Thursday, April 29, 2010

National Infertility Week...somehow I just knew...

7.3 million Americans...that's the number of people affected by infertility in our country.

Wow...

That is so sad...devastating really...especially if you're one of them.

I was one of them.

I always knew I was one of them...I just knew...

Strangely enough I was perfectly healthy. I took good care of myself. I ate well. I hadn't suffered from any diseases or dysfunctions. I just couldn't get pregnant.

No matter how hard I tried.

I should start saying "we" because I was far from alone in this.

I remember thinking that Husband and I should get divorced so that he can go meet someone else and get pregnant without any hassle. After all, it wasn't him that was the problem.

We tried and tried and tried...and cried and cried and cried. Every single month...when I got my period...we cried.

I felt like such a failure...I felt broken...like less of a woman...

I didn't really show it on the outside, but I was emotionally gutted...

I was also shown a new side of myself. I never even knew I wanted kids this badly. I was already a Mom...it wasn't going to matter how it happened, IUI, IVF, adoption...it would happen for us.
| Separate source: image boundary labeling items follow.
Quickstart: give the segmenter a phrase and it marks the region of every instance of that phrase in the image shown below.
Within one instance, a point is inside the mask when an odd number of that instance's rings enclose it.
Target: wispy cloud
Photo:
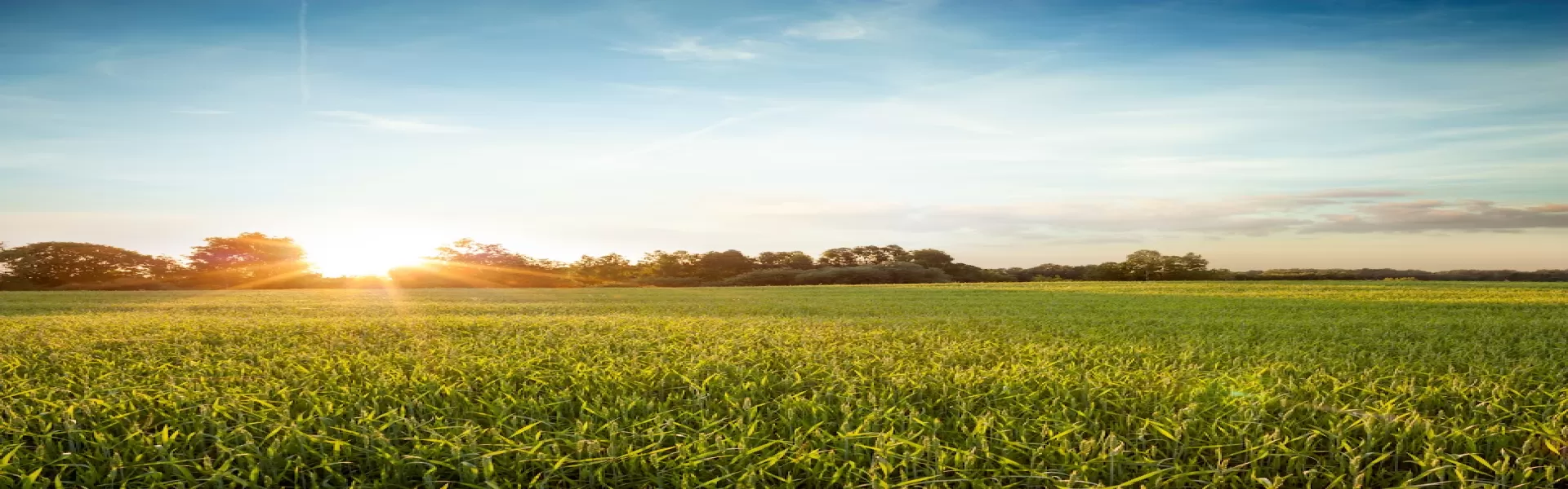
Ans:
[[[315,114],[321,116],[321,118],[329,118],[329,119],[337,119],[337,121],[342,121],[342,122],[348,122],[350,125],[376,129],[376,130],[389,130],[389,132],[406,132],[406,133],[464,133],[464,132],[474,132],[472,127],[466,127],[466,125],[431,124],[431,122],[423,122],[423,121],[411,119],[411,118],[376,116],[376,114],[367,114],[367,113],[350,111],[350,110],[318,110],[318,111],[315,111]]]
[[[626,158],[633,158],[633,157],[655,154],[655,152],[660,152],[660,150],[666,150],[666,149],[671,149],[671,147],[684,146],[684,144],[688,144],[691,141],[701,139],[702,136],[707,136],[709,133],[712,133],[715,130],[720,130],[720,129],[724,129],[724,127],[729,127],[729,125],[742,124],[742,122],[746,122],[746,121],[753,121],[753,119],[759,119],[759,118],[765,118],[765,116],[770,116],[770,114],[784,113],[784,111],[790,111],[790,110],[793,110],[793,108],[792,107],[770,107],[770,108],[757,110],[757,111],[753,111],[753,113],[748,113],[748,114],[723,118],[723,119],[720,119],[720,121],[717,121],[713,124],[699,127],[696,130],[690,130],[690,132],[685,132],[685,133],[681,133],[681,135],[676,135],[676,136],[657,141],[654,144],[643,146],[643,147],[630,150],[630,152],[624,152],[624,154],[619,154],[619,155],[607,157],[607,158],[604,158],[604,161],[618,161],[618,160],[626,160]]]
[[[1568,227],[1568,204],[1505,207],[1490,201],[1378,202],[1355,207],[1356,213],[1325,215],[1303,232],[1427,232]]]
[[[862,39],[870,28],[855,17],[839,17],[831,20],[809,22],[790,27],[786,36],[811,38],[818,41],[850,41]]]
[[[670,61],[746,61],[756,60],[757,53],[750,50],[756,41],[742,41],[734,47],[718,47],[702,44],[702,38],[684,38],[670,45],[646,47],[641,52],[657,55]]]

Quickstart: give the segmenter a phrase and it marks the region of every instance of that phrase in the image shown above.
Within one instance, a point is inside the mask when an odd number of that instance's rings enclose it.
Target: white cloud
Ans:
[[[187,114],[187,116],[223,116],[223,114],[232,114],[232,111],[227,111],[227,110],[210,110],[210,108],[176,108],[176,110],[171,110],[169,113]]]
[[[818,41],[850,41],[862,39],[870,33],[870,28],[864,22],[855,17],[839,17],[833,20],[820,20],[811,24],[801,24],[790,27],[784,31],[786,36],[795,38],[811,38]]]
[[[463,132],[472,132],[474,130],[472,127],[466,127],[466,125],[431,124],[431,122],[422,122],[422,121],[417,121],[417,119],[387,118],[387,116],[376,116],[376,114],[367,114],[367,113],[350,111],[350,110],[318,110],[318,111],[315,111],[315,114],[317,116],[323,116],[323,118],[339,119],[339,121],[348,122],[351,125],[358,125],[358,127],[368,127],[368,129],[390,130],[390,132],[408,132],[408,133],[463,133]]]
[[[756,60],[757,53],[745,49],[753,41],[742,41],[742,47],[715,47],[702,44],[702,38],[684,38],[671,45],[648,47],[641,52],[659,55],[670,61],[746,61]]]

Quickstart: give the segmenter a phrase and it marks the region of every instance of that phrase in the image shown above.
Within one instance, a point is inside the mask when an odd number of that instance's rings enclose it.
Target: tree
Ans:
[[[696,276],[709,281],[739,276],[753,268],[756,268],[756,262],[735,249],[710,251],[696,259]]]
[[[909,252],[903,251],[903,246],[887,244],[887,246],[855,246],[850,249],[855,254],[855,260],[859,265],[878,265],[889,262],[908,262]]]
[[[833,249],[823,251],[822,255],[817,257],[817,265],[822,265],[822,266],[855,266],[855,265],[861,265],[861,260],[859,260],[859,257],[855,255],[853,249],[848,249],[848,248],[833,248]]]
[[[615,284],[637,277],[637,265],[619,254],[583,255],[571,265],[571,276],[590,284]]]
[[[500,244],[469,238],[436,248],[422,266],[392,270],[389,276],[403,287],[572,287],[566,266],[516,254]]]
[[[1127,281],[1127,271],[1121,268],[1121,263],[1105,262],[1099,265],[1090,265],[1083,270],[1085,281]]]
[[[696,255],[687,251],[665,252],[663,249],[655,249],[643,254],[637,266],[649,277],[693,277],[696,276]]]
[[[1121,262],[1121,270],[1134,281],[1156,281],[1165,270],[1165,257],[1159,251],[1138,249]]]
[[[1204,260],[1200,254],[1165,255],[1160,260],[1160,274],[1167,281],[1201,281],[1209,277],[1209,260]]]
[[[218,287],[290,287],[315,279],[304,249],[293,238],[245,232],[232,238],[205,238],[191,248],[190,262],[199,284]]]
[[[0,248],[0,279],[17,285],[61,287],[113,281],[162,281],[182,266],[169,257],[93,243],[44,241]]]
[[[925,268],[942,268],[953,265],[953,255],[941,249],[916,249],[909,252],[909,262]]]
[[[809,254],[800,251],[764,251],[757,254],[757,268],[792,268],[812,270],[815,263]]]

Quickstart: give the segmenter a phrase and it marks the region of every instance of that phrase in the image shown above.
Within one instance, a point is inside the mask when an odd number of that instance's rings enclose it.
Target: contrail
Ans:
[[[310,34],[304,30],[304,14],[310,8],[299,0],[299,105],[310,103]]]

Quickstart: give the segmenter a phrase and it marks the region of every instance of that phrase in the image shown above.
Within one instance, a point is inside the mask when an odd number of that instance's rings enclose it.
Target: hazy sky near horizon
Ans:
[[[1568,268],[1565,2],[0,0],[0,241]]]

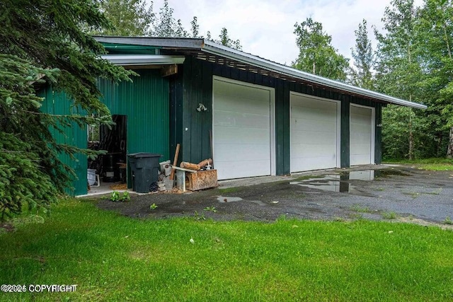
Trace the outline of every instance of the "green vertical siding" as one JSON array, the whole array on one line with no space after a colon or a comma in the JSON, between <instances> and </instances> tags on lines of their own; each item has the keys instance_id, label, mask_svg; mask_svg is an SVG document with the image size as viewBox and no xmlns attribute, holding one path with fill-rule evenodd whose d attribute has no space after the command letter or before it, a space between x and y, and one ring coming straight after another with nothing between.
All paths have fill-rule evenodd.
<instances>
[{"instance_id":1,"label":"green vertical siding","mask_svg":"<svg viewBox=\"0 0 453 302\"><path fill-rule=\"evenodd\" d=\"M135 70L139 76L118 85L101 81L103 102L112 115L127 117L127 153L149 152L170 159L169 81L159 69ZM129 172L130 173L130 172ZM129 175L129 174L128 174ZM130 178L127 178L131 187Z\"/></svg>"},{"instance_id":2,"label":"green vertical siding","mask_svg":"<svg viewBox=\"0 0 453 302\"><path fill-rule=\"evenodd\" d=\"M54 115L70 115L79 113L77 108L73 107L72 102L64 93L55 92L52 87L46 87L39 91L38 95L44 97L41 110L46 113ZM80 128L75 122L71 127L64 127L64 133L62 134L55 129L51 129L52 134L57 142L67 144L79 148L86 148L86 128ZM69 195L81 195L86 194L86 169L88 162L86 156L76 154L76 161L72 160L67 154L61 154L60 160L72 168L77 177L74 180L73 188L68 188L67 191Z\"/></svg>"},{"instance_id":3,"label":"green vertical siding","mask_svg":"<svg viewBox=\"0 0 453 302\"><path fill-rule=\"evenodd\" d=\"M159 69L135 71L140 76L118 85L101 81L103 102L112 115L127 116L127 152L151 152L169 158L169 86Z\"/></svg>"}]
</instances>

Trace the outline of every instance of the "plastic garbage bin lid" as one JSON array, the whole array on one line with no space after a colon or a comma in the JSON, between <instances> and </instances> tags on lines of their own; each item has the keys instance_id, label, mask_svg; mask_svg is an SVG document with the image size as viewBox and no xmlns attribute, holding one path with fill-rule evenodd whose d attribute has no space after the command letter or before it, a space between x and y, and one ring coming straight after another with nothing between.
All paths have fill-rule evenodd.
<instances>
[{"instance_id":1,"label":"plastic garbage bin lid","mask_svg":"<svg viewBox=\"0 0 453 302\"><path fill-rule=\"evenodd\" d=\"M162 156L161 154L158 154L156 153L147 153L147 152L138 152L138 153L132 153L127 154L129 157L133 158L140 158L140 157L161 157Z\"/></svg>"}]
</instances>

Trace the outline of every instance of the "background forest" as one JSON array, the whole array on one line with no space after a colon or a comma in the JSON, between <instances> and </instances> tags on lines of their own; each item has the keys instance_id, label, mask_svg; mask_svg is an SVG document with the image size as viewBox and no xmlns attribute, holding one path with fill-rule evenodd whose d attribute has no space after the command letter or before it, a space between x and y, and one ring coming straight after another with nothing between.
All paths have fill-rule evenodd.
<instances>
[{"instance_id":1,"label":"background forest","mask_svg":"<svg viewBox=\"0 0 453 302\"><path fill-rule=\"evenodd\" d=\"M168 0L153 11L144 0L105 0L101 11L115 28L93 33L118 35L205 37L241 50L226 28L213 39L199 33L193 17L190 29L173 16ZM389 105L382 121L383 158L416 159L453 156L453 9L450 0L394 0L380 31L366 20L355 31L350 59L338 53L321 23L308 18L294 25L299 54L293 67L314 74L422 103L426 110ZM377 45L372 47L369 28Z\"/></svg>"}]
</instances>

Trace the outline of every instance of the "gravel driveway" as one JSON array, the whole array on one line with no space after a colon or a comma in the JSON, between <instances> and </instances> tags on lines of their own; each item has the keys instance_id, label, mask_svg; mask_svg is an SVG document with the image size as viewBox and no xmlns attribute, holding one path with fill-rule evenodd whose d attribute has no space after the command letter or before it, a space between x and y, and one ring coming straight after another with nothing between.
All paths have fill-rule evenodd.
<instances>
[{"instance_id":1,"label":"gravel driveway","mask_svg":"<svg viewBox=\"0 0 453 302\"><path fill-rule=\"evenodd\" d=\"M150 209L155 204L157 207ZM186 194L149 194L131 202L98 202L131 217L214 220L394 219L443 223L453 219L453 172L372 165L287 177L222 182ZM446 226L448 226L445 225Z\"/></svg>"}]
</instances>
Somehow, I knew that IUI wouldn't work for us, but I dutifully went through each cycle...getting more and more frustrated...just thinking we should move on to IVF...I knew that would work.

Somehow I just knew.

We moved on...after three IUIs (one with injections), we moved on to IVF. Countless appointments, phone calls with the drug companies, meetings with the doctor and his nurse, going to check my ovaries, refilling needles, learning more about making slurry of saline and "baby making juice" than I ever thought possible, boxes and boxes of vials and "sharps," freaking out b/c I wasn't sure that all the medicine got into my belly (or ass...God, the ass shots), and more...all of that...to have a baby.

Or two...who knew?

We were one of the lucky ones...it worked...on the first try. I remember when we took the pregnancy test...December 21, 2007. We weren't scheduled for our blood test until December 26th, but we were traveling and would be with my family and I knew I would want to drink wine. So, why not check? Why not pee on a stick?

So I did.

Then I went to empty the dishwasher while Husband dutifully watched the stick. He came out crying...now he knew...what I knew all along.

We were pregnant.

He couldn't believe it...somehow I just knew.

With the miracle of modern science, we had done it.

When people tell us that we "make beautiful babies," we share a smile and think that it wasn't just us...it was all of the other people that chipped in and were so kind to us during this nearly impossible journey. The doctors, nurses, secretaries at the fertility clinic we used. It was the family and friends that were so unbelievably understanding. It was the co-workers and bosses that were so compassionate at times when they could have been less.

We so appreciate it...all of it.

We love our babies...we were one of the lucky ones...somehow I just knew we would be.



So, even though I tell evil stories about them and tell you all how horrible they can be, they're really good kids who make me laugh every single day...we got lucky.

I hope something works for everyone out there who is still waiting for their moment. It's the hardest thing I have done to date and I'm a stronger woman, wife, and mother for it.